Bandung, Faktaindonesianews.com – Pelantikan Dewan Pengurus Korpri Kota Bandung Periode 2026–2029 menjadi momentum penting dalam memperkuat kualitas aparatur pemerintahan. Acara yang digelar di Savoy Homann, Rabu, 10 Desember 2025, itu menjadi panggung bagi Wali Kota Bandung Muhammad Farhan untuk menegaskan kembali arti penting Korpri sebagai pilar pembinaan dan pemersatu ASN.

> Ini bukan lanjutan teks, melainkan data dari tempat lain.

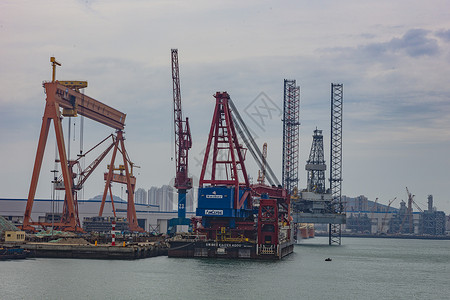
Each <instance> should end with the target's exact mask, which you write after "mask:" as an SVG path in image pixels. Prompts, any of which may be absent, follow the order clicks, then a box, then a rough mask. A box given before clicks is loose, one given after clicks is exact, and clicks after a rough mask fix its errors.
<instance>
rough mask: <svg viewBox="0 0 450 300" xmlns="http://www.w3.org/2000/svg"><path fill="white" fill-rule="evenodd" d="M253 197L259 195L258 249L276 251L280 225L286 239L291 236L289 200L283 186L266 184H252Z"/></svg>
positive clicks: (279, 241) (275, 251) (258, 217)
mask: <svg viewBox="0 0 450 300" xmlns="http://www.w3.org/2000/svg"><path fill="white" fill-rule="evenodd" d="M251 188H252V192H253V195H254V197H260V201H259V212H258V249H259V251H260V253H261V254H265V253H273V252H277V251H278V249H275V248H274V247H275V246H276V245H278V244H279V242H280V241H279V232H280V226H282V227H283V228H285V234H286V237H285V238H287V239H288V240H290V237H291V234H292V232H291V230H292V229H291V226H290V225H291V222H292V217H291V202H290V196H289V194H288V193H287V191H286V190H285V189H284V188H281V187H270V186H267V185H262V184H256V185H252V186H251Z"/></svg>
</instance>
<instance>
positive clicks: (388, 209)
mask: <svg viewBox="0 0 450 300" xmlns="http://www.w3.org/2000/svg"><path fill="white" fill-rule="evenodd" d="M396 199H397V197H395V198H394V199H392V200H390V201H389V203H388V207H387V208H386V213H385V214H384V217H383V220H381V229H380V232H383V230H384V226H386V218H387V214H388V213H389V208H390V207H391V205H392V203H394V201H395V200H396Z"/></svg>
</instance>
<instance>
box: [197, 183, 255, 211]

Dalam sambutannya, Farhan menyebut pelantikan tersebut memiliki tiga makna utama bagi organisasi maupun Pemerintah Kota Bandung. “Pertama, memberikan legitimasi bagi para pengurus menjalankan mandat organisasi. Kedua, memastikan keberlanjutan kepemimpinan dan kesinambungan program. Ketiga, menegaskan kesiapan pengurus dalam meningkatkan kesejahteraan anggota serta memperkuat kapasitas birokrasi,” ujarnya.

Bacaan Lainnya

Farhan menekankan bahwa pelantikan ini bukan hanya seremonial, melainkan momen untuk menghadirkan energi baru. Kota Bandung, katanya, kini tengah memasuki fase percepatan transformasi birokrasi yang menuntut ASN semakin adaptif, cepat, dan responsif terhadap kebutuhan masyarakat.

Dalam konteks tersebut, Korpri berperan sebagai mitra strategis yang harus mampu menjadi contoh dalam membangun budaya kerja profesional, berintegritas, dan kolaboratif. Menurut Farhan, pengurus Korpri memiliki tanggung jawab besar tidak hanya dalam aspek organisasi, tetapi juga dalam membentuk karakter ASN sebagai pelayan publik yang menjaga kepercayaan rakyat.

Ia menambahkan bahwa upaya memperkuat Korpri selaras dengan agenda reformasi birokrasi yang terus didorong Pemkot Bandung. Melalui peningkatan kompetensi, kedisiplinan, dan etos kerja, ia berharap Korpri mampu membuka ruang bagi ASN untuk terus berkembang dan berinovasi.

Farhan juga menyoroti pentingnya soliditas aparatur di tengah tantangan yang semakin kompleks, mulai dari transformasi digital, tingginya tuntutan pelayanan publik, hingga dinamika perkotaan dan kondisi fiskal yang menuntut efisiensi. “Semua tantangan itu hanya bisa kita hadapi dengan kekompakan,” tegasnya. Ia berharap pengurus baru dapat menjaga komunikasi yang sehat dan memperkuat rasa memiliki sebagai satu korps.

Lebih jauh, Farhan mengajak seluruh anggota Korpri untuk menjaga marwah organisasi sebagai penjaga integritas, profesionalitas, dan pelayanan publik. “Korpri harus menjadi kekuatan moral yang memperkokoh birokrasi kota, sekaligus energi positif untuk membangun Bandung yang lebih baik,” pungkasnya.